The highest-rated quarterback prospect UCLA has landed since the onset of online recruiting services around the turn of the century, Moore would be playing for Oregon had Dillingham not left his post as the Ducks' offensive coordinator to become the head coach at Arizona State.

One move prompted another. Moore picked up his phone to call Kelly and see if the Bruins, who had been among his initial suitors, were still interested. Of course they were. Kelly hopped on a flight to Detroit to visit the family, but no hard sell was necessary.

"We just wanted to meet him and feel the energy," Otha Moore said. "Dante dissected his energy level and felt comfortable … and I knew once he saw L.A. it was going to be over with the palm trees, the beaches. Year-round training outside, I mean, you can't beat it."

Well, most of the time. Rain soured the first two days of class after Moore arrived in January so that he could participate in spring practice. But soon he was gleefully scootering around campus, no longer worried about a Midwestern wind chill.

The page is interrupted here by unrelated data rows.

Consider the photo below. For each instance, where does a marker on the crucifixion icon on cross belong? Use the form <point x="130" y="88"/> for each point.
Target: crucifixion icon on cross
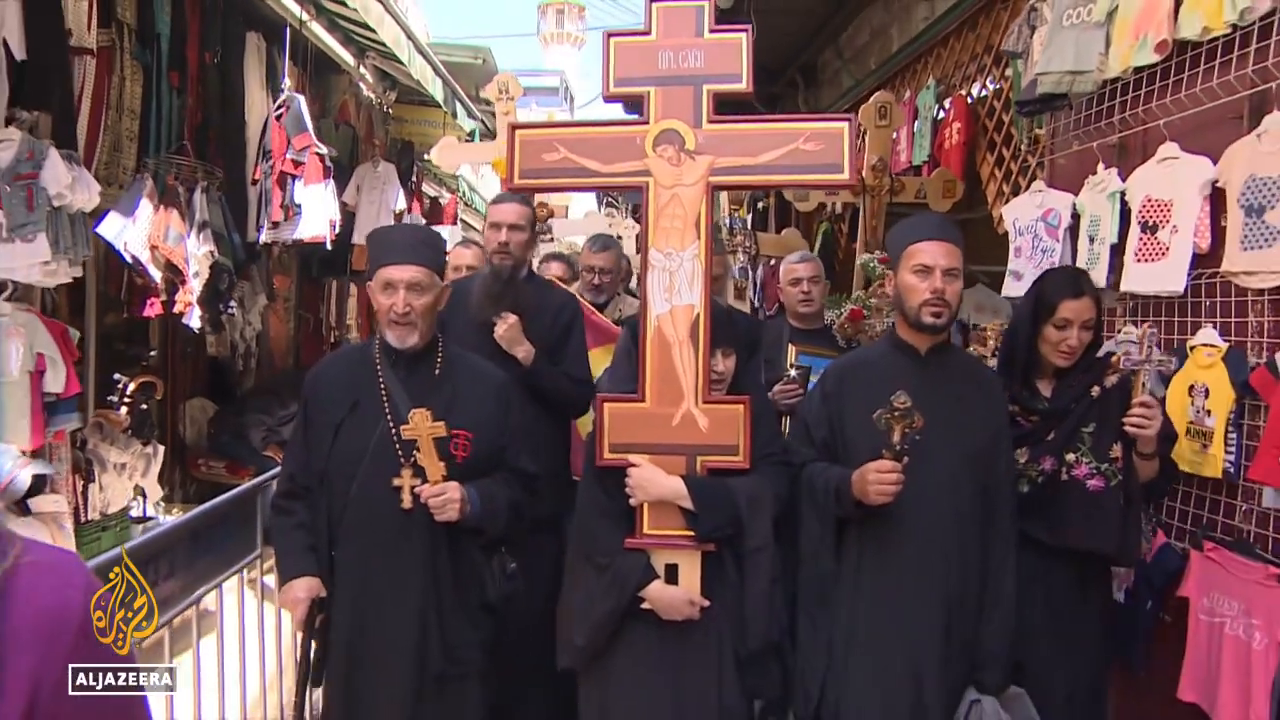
<point x="679" y="154"/>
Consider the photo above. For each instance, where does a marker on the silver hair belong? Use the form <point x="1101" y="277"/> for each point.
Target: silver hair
<point x="600" y="244"/>
<point x="800" y="258"/>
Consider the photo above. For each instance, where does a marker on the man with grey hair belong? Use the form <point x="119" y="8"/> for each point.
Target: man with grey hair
<point x="599" y="268"/>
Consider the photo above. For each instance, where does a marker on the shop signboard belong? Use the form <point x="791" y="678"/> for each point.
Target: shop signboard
<point x="423" y="126"/>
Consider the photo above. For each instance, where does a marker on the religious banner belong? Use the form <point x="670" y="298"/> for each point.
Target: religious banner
<point x="677" y="154"/>
<point x="602" y="336"/>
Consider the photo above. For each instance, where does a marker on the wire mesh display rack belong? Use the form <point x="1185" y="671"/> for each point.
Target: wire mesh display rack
<point x="1205" y="95"/>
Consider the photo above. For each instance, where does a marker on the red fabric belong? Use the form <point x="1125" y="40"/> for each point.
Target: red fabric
<point x="955" y="136"/>
<point x="1265" y="468"/>
<point x="62" y="336"/>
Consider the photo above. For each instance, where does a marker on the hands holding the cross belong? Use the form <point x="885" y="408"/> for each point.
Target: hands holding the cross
<point x="447" y="501"/>
<point x="1143" y="422"/>
<point x="650" y="483"/>
<point x="508" y="332"/>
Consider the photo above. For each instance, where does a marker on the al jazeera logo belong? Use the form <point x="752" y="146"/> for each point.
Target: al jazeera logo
<point x="124" y="614"/>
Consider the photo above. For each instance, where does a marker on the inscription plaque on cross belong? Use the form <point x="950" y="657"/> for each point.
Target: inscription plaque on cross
<point x="421" y="429"/>
<point x="449" y="154"/>
<point x="1146" y="358"/>
<point x="677" y="154"/>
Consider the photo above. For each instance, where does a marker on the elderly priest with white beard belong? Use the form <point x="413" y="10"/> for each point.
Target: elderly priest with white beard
<point x="402" y="475"/>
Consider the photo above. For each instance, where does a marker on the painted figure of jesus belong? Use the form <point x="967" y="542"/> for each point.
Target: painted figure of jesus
<point x="673" y="265"/>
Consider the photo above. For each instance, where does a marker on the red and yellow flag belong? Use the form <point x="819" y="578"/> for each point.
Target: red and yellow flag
<point x="602" y="336"/>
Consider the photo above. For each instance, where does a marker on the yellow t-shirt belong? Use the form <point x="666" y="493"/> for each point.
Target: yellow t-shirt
<point x="1200" y="402"/>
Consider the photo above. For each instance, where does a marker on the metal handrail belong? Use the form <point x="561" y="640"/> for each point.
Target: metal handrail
<point x="214" y="579"/>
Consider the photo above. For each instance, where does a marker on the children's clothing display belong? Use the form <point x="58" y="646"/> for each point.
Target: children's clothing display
<point x="1142" y="32"/>
<point x="44" y="195"/>
<point x="1165" y="199"/>
<point x="1037" y="223"/>
<point x="1265" y="466"/>
<point x="39" y="386"/>
<point x="376" y="196"/>
<point x="1233" y="634"/>
<point x="926" y="114"/>
<point x="1249" y="173"/>
<point x="1200" y="402"/>
<point x="298" y="200"/>
<point x="955" y="136"/>
<point x="1098" y="206"/>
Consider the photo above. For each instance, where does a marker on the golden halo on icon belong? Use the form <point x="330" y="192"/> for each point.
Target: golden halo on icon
<point x="671" y="123"/>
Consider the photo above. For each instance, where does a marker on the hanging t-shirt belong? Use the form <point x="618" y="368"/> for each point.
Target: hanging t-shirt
<point x="1142" y="32"/>
<point x="1074" y="48"/>
<point x="1202" y="19"/>
<point x="904" y="139"/>
<point x="1233" y="634"/>
<point x="926" y="114"/>
<point x="1200" y="402"/>
<point x="1249" y="173"/>
<point x="376" y="195"/>
<point x="1098" y="206"/>
<point x="954" y="136"/>
<point x="1165" y="197"/>
<point x="1265" y="468"/>
<point x="1037" y="222"/>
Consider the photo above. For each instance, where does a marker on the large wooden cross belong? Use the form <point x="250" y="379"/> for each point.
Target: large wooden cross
<point x="677" y="154"/>
<point x="423" y="428"/>
<point x="876" y="188"/>
<point x="449" y="154"/>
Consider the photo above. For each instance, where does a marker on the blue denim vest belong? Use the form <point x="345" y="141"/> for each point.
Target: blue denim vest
<point x="23" y="200"/>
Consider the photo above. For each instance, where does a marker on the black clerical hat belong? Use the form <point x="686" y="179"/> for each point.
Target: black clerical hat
<point x="920" y="227"/>
<point x="406" y="245"/>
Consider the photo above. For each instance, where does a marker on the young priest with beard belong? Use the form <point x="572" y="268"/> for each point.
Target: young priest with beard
<point x="905" y="595"/>
<point x="531" y="329"/>
<point x="688" y="656"/>
<point x="405" y="566"/>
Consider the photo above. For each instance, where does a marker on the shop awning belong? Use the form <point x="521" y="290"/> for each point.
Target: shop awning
<point x="378" y="33"/>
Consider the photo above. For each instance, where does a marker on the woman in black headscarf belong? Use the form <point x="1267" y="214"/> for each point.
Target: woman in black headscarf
<point x="645" y="648"/>
<point x="1087" y="450"/>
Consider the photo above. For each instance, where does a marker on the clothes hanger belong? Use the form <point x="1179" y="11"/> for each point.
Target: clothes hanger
<point x="1169" y="150"/>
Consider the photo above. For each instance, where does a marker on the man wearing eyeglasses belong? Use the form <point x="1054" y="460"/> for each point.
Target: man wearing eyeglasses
<point x="600" y="278"/>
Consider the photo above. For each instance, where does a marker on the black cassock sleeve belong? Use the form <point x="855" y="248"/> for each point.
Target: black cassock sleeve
<point x="502" y="496"/>
<point x="814" y="441"/>
<point x="602" y="578"/>
<point x="297" y="504"/>
<point x="993" y="662"/>
<point x="560" y="376"/>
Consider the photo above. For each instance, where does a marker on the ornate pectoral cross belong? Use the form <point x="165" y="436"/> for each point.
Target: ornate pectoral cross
<point x="900" y="420"/>
<point x="406" y="482"/>
<point x="423" y="428"/>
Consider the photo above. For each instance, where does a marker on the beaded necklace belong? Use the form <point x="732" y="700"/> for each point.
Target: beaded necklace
<point x="406" y="481"/>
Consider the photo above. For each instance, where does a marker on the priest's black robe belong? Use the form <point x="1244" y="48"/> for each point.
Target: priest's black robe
<point x="411" y="601"/>
<point x="560" y="388"/>
<point x="903" y="606"/>
<point x="634" y="665"/>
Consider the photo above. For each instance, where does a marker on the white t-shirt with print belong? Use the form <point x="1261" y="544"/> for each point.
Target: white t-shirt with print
<point x="376" y="195"/>
<point x="1249" y="173"/>
<point x="1098" y="206"/>
<point x="1165" y="196"/>
<point x="1037" y="223"/>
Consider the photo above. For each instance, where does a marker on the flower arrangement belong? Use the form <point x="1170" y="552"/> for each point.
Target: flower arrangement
<point x="849" y="314"/>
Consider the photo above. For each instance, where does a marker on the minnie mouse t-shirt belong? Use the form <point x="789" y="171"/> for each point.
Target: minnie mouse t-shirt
<point x="1165" y="196"/>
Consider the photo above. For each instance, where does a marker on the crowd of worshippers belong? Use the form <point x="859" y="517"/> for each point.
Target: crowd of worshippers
<point x="917" y="537"/>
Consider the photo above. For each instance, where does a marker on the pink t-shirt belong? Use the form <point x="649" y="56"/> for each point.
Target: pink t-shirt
<point x="1233" y="634"/>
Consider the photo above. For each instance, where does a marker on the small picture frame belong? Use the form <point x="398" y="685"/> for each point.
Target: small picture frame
<point x="814" y="358"/>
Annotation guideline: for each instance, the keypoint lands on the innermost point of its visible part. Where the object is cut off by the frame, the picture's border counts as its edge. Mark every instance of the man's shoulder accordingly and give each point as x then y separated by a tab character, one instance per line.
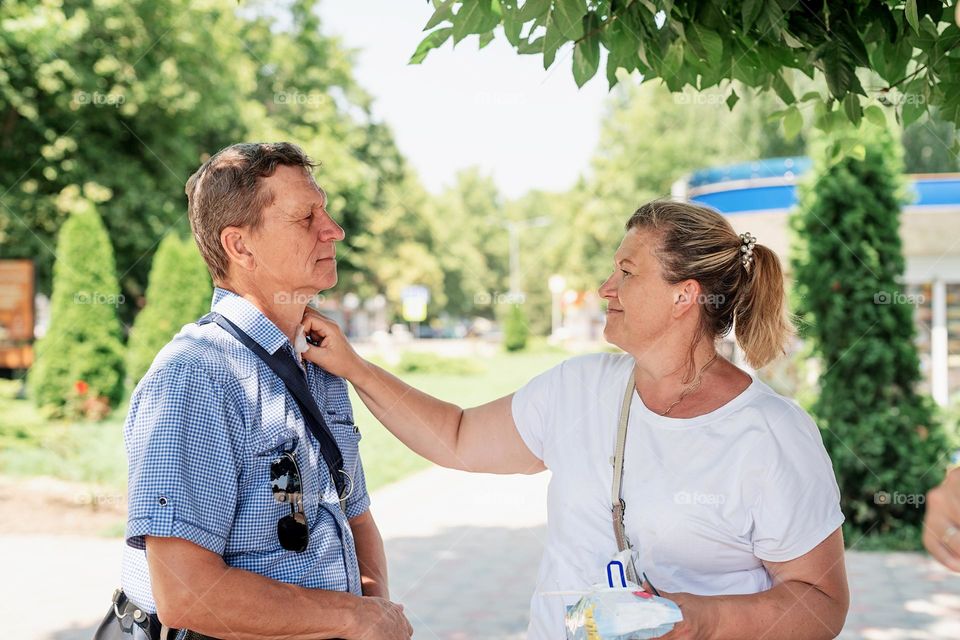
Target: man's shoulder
205	350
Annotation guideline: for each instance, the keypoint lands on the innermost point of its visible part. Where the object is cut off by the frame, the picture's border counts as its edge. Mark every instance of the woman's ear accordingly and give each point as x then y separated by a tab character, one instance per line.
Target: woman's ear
685	297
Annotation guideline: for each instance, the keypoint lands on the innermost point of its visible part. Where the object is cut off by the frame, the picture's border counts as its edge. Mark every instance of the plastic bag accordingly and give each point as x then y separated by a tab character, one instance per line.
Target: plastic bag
620	613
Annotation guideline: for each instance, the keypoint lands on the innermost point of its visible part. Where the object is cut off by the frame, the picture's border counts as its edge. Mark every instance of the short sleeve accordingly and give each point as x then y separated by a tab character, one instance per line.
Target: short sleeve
797	502
358	502
184	459
336	402
532	409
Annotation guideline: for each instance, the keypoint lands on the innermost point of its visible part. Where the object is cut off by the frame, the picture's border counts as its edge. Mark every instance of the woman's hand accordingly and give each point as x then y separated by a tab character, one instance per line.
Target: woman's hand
334	352
941	526
699	618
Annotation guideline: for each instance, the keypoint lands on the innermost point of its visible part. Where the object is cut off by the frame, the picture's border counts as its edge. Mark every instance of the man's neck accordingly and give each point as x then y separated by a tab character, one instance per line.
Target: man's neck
283	308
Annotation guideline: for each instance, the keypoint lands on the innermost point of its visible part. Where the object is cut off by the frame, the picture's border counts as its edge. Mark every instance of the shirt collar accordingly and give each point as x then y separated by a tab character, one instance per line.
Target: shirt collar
246	316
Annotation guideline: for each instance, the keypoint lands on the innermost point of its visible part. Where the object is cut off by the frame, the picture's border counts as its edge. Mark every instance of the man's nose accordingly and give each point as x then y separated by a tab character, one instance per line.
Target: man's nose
331	231
606	289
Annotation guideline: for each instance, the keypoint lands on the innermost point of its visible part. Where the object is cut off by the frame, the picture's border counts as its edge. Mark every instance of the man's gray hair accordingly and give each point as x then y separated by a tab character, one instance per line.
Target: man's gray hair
228	191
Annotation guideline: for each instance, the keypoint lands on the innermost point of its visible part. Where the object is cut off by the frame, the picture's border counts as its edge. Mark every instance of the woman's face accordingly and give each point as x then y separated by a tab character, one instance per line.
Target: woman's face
639	300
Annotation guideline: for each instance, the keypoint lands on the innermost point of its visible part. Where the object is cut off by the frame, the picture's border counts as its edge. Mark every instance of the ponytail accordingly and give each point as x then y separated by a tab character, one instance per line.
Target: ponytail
761	324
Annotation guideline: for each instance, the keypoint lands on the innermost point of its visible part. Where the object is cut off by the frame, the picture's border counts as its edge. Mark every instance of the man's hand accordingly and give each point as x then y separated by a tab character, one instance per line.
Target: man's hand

After a spirited battle extended into fall camp, Kelly awarded redshirt junior Ethan Garbers the start for the season opener against Coastal Carolina while saying Moore would play off the bench. The platoon essentially ended with Moore throwing touchdown passes on back-to-back plays, including a 67-yard strike to a streaking J.Michael Sturdivant in the fourth quarter.

As lights flickered inside the Rose Bowl, Moore celebrated by repeatedly pointing his right index finger. It was like he had done nothing more than make a nice throw in a game with neighborhood kids.

"Inside I was happy, fireworks," Moore said when asked about his muted reaction.

Some things he hasn't kept to himself. Moore gave a young boy dressed in school colors his glove after the San Diego State game. A week later, before reporters left the interview room, he launched into an unprompted monologue about how impressed he was with running back Anthony Adkins' weight loss.

Coaches continue to be won over by his dedication, Kelly saying he often finds Moore in the practice facility watching game video well into the evening.

"He's not just out there winging it," Kelly said. "I mean, it's a position of preparation and the more prepared you are, the more confidence you have. But I think he's got a lot of those intangible qualities that you look for in that position."

Having seen his son pass so many markers on the career growth chart, Otha is eager to find out what's next. Hard work being undefeated, there's no reason a season can't end in a national championship and the Heisman Trophy.

"It's like that sports car where you keep mashing the pedal and wanting more and it keeps giving you more and more and more," Otha said. "That's what happening, man. We're watching something very special here."